During the first 5 months, use a damp washcloth and wipe your baby’s mouth clean after feeding times. This gets him/her get used to baby dental care routines and establish proper oral hygiene habits from the start. This helps remove food buildups and prevent cavities from forming on their tooth. Adding fluoride supplements or using a dab of fluoride toothpaste helps fights against cavities as well.
What is Fluoride?
Fluoride is a natural mineral that’s found in tap water and toothpaste. Fluoride helps prevent teeth decay by strengthening the developing teeth of children, hardening enamel and preventing dissolution through demineralization processes in the baby’s teeth.
How to Know if Your Baby is Getting Enough Fluoride?
Tap water sometimes contains fluoride which may reduce the need for fluoride supplements in the beginning, however, check with your doctor regarding this since too much fluoride content can damage your baby’s teeth.
Is It Safe to Give Fluoride Supplements to Your Baby?
Babies must not be given fluoride supplements during the first six months.
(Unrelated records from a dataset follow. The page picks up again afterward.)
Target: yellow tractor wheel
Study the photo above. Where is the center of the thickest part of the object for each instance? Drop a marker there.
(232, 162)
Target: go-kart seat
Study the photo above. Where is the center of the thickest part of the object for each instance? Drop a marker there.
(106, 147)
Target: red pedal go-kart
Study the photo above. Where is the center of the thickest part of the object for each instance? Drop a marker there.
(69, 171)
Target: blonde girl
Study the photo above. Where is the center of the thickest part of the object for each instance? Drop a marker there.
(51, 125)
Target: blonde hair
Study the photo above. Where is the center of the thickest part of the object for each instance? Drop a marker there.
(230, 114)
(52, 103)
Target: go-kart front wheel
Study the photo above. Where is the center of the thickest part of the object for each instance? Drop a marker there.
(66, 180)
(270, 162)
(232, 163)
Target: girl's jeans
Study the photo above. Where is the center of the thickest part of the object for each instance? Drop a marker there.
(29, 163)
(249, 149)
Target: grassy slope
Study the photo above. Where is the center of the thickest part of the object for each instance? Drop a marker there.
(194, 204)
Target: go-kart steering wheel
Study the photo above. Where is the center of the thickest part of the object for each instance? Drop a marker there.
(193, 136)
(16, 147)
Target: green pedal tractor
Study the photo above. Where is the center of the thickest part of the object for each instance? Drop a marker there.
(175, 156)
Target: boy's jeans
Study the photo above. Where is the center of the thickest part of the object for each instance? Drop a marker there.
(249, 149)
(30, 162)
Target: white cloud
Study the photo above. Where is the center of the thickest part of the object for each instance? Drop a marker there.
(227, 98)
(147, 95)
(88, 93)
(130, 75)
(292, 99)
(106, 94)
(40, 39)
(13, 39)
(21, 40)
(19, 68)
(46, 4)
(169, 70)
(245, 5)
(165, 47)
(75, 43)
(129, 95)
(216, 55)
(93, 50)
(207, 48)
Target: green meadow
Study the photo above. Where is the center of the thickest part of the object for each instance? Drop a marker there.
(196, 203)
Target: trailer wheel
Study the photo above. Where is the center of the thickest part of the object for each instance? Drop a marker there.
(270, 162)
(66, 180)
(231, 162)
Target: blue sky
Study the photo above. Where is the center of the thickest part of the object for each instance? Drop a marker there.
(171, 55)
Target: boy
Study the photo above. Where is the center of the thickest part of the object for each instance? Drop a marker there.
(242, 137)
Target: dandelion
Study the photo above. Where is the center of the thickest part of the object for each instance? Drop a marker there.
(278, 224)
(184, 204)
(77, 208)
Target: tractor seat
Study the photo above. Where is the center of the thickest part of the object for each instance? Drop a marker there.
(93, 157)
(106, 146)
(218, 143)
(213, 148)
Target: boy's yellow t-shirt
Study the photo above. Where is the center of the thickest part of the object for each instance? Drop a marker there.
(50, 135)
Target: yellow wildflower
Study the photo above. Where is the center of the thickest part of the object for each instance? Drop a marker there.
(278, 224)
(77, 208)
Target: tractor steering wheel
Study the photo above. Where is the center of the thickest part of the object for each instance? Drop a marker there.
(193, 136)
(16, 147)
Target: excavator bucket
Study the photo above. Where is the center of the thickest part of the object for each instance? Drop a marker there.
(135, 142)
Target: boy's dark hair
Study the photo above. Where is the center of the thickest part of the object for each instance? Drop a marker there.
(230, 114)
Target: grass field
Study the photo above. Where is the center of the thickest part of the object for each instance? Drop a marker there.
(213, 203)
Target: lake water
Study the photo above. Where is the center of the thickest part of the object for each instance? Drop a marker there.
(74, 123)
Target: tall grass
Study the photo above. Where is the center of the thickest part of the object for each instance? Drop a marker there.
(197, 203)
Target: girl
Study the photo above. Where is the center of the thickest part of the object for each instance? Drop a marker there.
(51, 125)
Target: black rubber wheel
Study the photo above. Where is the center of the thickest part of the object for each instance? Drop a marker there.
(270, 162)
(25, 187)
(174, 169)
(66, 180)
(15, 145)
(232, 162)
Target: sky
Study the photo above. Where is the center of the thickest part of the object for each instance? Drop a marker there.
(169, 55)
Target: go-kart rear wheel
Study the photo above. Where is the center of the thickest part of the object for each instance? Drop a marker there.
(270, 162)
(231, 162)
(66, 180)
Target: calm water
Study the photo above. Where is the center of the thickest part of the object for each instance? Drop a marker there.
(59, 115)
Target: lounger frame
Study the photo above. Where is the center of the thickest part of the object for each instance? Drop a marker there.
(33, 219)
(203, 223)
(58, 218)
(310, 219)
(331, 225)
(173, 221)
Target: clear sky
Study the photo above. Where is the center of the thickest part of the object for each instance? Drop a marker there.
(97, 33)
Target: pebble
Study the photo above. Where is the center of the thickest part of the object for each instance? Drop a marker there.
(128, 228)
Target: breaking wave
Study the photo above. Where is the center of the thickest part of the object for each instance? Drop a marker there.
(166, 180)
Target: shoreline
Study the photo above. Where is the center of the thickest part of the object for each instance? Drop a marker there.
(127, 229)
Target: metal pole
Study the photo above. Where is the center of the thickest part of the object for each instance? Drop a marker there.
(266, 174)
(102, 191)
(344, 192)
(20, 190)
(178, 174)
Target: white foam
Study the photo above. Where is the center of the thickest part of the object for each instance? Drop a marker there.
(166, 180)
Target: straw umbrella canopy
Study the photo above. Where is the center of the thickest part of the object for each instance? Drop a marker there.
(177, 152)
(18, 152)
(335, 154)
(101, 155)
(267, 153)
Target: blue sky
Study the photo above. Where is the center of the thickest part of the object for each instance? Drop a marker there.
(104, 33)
After six months, based on doctor’s recommendations fluoride supplements can be given to your baby based on overall fluoride intake through tap water and toothpaste content.
What to Do if a Baby Hates Brushing Time
Your baby may feel discomfort and be reluctant to let their teeth get brushed in the beginning. A good workaround for this is making fun little games and demonstrating how toothbrushing is important by doing it yourself. A cold teething run or a cold washcloth which the baby can chew on helps too.
When to Contact a Dentist?
If your baby has teething troubles consult a doctor or a dental specialist. Before using special teething gels and creams, consult your doctor. Do not give your baby aspirin as it can cause Reye’s syndrome and lead to death for children under 18 years old.
Brushing your baby’s teeth is not as hard as one expects. By following the above tips and keeping fluoride intake in mind, you’ll be strolling through motherhood lane and help your baby establish perfect oral hygiene habits, thus safeguarding their teeth and their dental future.